Cette volonté d’explorer les limites du médium bande dessinée, d’expérimenter ses possibilités, est une tendance lourde dans l’œuvre de Mathieu. À chaque album, il renouvèle son défi d’utiliser les données mêmes de la bande dessinée pour en faire la matière d’un album, 3" s’inscrit ainsi dans l’ensemble du travail d’un artiste préoccupé par le fonctionnement de la bande dessinée, conscient de ses possibilités et soucieux de jouer avec elles. Chez Mathieu, le médium est souvent sujet de lui-même, citons notamment l’album Le Dessin[3] qui, comme son nom l’indique, porte sur l’exploration abyssale d’un dessin et qui n’est pas sans échos avec l’album qui nous intéresse aujourd’hui. Évoquons aussi sa série emblématique Julius Corentin Acquefac qui met en scène son héros éponyme, employé au ministère de l’humour, qui se trouve constamment confronté aux bouleversements des codes de la bande dessinée dans laquelle il évolue.

            Nous nous proposons donc d’analyser ici les deux aspects principaux de 3" : sa temporalité et son espace. La bande dessinée est en effet un médium spatio-temporel dans lequel l’espace conditionne les éléments temporels comme la durée de lecture et le rythme (il en va de même en ce qui concerne l’animation, mais d’une manière différente). Ces deux données, temps et espace, sont intrinsèquement liées dans 3" par la contrainte choisie par Mathieu. Le rayon de lumière conditionne l’espace diégétique, fait de reflets multiples, traversé par lui et la vitesse extrême de la lumière conditionne le temps diégétique, nécessairement ralenti pour le lecteur (3 secondes représentant en effet la traversée de près de 900 000 km, ce qui est tout de même beaucoup pour si peu de temps).
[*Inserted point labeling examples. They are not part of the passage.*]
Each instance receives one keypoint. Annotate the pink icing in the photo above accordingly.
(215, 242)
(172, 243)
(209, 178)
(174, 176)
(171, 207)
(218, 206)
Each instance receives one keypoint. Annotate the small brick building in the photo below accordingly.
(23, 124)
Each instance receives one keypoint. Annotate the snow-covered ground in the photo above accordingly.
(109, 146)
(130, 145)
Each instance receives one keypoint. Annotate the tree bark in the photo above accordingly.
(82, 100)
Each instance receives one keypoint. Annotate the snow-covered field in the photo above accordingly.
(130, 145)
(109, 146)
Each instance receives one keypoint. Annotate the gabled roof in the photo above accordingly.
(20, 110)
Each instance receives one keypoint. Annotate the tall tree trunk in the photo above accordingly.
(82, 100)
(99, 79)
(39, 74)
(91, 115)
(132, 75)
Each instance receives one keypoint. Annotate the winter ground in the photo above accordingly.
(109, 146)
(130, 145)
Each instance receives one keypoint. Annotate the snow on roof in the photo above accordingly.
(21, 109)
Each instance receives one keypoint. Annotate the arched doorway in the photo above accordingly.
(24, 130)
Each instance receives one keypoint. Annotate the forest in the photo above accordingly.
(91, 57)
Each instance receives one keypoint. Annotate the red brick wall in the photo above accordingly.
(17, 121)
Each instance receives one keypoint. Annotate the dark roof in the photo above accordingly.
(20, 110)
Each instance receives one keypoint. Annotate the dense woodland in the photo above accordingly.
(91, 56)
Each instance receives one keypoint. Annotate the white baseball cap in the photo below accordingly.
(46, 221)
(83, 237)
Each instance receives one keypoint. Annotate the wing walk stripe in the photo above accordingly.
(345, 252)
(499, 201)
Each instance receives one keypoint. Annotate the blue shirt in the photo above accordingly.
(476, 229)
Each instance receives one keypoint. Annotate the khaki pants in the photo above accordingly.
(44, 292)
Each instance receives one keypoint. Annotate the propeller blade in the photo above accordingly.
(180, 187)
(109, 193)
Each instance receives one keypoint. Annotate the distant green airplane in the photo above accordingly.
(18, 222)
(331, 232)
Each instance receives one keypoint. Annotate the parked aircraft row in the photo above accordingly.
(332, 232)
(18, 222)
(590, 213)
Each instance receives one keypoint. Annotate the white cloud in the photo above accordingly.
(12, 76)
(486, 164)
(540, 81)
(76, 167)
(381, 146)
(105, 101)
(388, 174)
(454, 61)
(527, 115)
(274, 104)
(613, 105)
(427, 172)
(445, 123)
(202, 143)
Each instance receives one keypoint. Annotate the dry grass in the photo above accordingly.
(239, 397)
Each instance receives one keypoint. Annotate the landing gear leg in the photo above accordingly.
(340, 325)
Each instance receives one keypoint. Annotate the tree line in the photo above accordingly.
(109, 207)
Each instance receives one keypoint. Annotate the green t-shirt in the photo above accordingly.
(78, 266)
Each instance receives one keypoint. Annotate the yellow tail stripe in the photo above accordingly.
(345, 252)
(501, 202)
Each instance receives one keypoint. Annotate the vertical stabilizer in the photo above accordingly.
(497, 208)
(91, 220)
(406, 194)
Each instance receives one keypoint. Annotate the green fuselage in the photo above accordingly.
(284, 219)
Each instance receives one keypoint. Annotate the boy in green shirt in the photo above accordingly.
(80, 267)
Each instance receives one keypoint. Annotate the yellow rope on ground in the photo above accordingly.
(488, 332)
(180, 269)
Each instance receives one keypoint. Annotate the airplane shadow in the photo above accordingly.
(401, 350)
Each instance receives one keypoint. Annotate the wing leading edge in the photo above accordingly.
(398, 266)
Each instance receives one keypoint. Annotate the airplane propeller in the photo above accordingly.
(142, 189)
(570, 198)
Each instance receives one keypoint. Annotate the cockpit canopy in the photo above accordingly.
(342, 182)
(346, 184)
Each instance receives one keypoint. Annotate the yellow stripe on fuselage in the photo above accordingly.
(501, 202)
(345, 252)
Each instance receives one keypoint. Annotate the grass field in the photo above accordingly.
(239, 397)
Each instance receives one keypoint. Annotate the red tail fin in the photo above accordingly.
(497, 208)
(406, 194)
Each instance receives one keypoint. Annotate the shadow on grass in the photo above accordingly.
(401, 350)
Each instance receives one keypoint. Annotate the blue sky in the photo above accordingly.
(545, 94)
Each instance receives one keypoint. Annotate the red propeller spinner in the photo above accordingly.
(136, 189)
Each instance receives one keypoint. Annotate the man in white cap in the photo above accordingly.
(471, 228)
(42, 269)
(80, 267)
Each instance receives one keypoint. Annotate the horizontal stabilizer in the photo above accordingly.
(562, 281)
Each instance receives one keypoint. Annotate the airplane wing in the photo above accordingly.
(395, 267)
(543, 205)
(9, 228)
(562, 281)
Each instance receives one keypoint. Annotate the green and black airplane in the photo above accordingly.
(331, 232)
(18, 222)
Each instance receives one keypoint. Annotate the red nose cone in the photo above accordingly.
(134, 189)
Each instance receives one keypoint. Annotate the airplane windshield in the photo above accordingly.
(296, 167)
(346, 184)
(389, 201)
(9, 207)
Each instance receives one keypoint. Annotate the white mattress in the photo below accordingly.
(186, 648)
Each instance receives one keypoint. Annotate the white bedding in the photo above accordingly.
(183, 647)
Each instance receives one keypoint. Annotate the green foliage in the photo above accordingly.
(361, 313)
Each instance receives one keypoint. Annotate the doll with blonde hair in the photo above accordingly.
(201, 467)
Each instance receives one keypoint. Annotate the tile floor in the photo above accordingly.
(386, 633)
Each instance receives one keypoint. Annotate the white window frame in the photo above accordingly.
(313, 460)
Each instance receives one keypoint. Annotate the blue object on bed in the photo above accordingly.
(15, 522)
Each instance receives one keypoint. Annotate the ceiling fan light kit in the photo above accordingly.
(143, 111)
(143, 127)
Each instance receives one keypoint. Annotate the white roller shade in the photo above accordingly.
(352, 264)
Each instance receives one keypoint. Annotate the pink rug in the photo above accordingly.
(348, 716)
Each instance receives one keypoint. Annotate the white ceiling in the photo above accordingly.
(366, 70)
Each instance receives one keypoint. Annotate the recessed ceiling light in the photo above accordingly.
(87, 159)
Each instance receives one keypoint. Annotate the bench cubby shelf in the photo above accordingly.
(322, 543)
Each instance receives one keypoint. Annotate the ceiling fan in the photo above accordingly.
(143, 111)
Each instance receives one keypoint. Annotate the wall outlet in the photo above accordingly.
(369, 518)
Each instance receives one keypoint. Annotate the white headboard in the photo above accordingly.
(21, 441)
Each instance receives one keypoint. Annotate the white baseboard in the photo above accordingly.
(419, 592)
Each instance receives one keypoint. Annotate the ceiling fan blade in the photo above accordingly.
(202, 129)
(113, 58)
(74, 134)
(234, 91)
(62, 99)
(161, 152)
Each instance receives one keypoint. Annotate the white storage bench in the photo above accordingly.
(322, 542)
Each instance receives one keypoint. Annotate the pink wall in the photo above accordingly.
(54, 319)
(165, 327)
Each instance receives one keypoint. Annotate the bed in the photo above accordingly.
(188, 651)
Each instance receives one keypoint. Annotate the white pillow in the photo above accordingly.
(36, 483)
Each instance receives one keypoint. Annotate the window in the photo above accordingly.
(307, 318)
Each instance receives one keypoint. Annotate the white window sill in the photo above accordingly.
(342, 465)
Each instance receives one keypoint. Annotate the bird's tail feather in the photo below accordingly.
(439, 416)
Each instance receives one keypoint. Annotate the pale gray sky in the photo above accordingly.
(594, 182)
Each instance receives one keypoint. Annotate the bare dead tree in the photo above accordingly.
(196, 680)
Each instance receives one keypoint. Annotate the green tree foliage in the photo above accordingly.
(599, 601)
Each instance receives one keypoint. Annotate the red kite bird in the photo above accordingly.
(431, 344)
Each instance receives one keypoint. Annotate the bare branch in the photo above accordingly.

Enfin, après ces deux éléments, nous nous intéresserons au lecteur/spectateur, à son expérience et au rôle qu’il tient dans ce double dispositif.



[1] Marc-Antoine Mathieu, 3", Paris, Delcourt, 2011.

[2] L’un des deux types de contraintes, avec les contraintes transformatrices, qui servent à répartir les différentes expérimentations des divers participants à L’Oupus 2 (Collectif, Paris, L’Association, 2003).

[3] Marc-Antoine Mathieu, Le Dessin, Paris, Delcourt, 2001.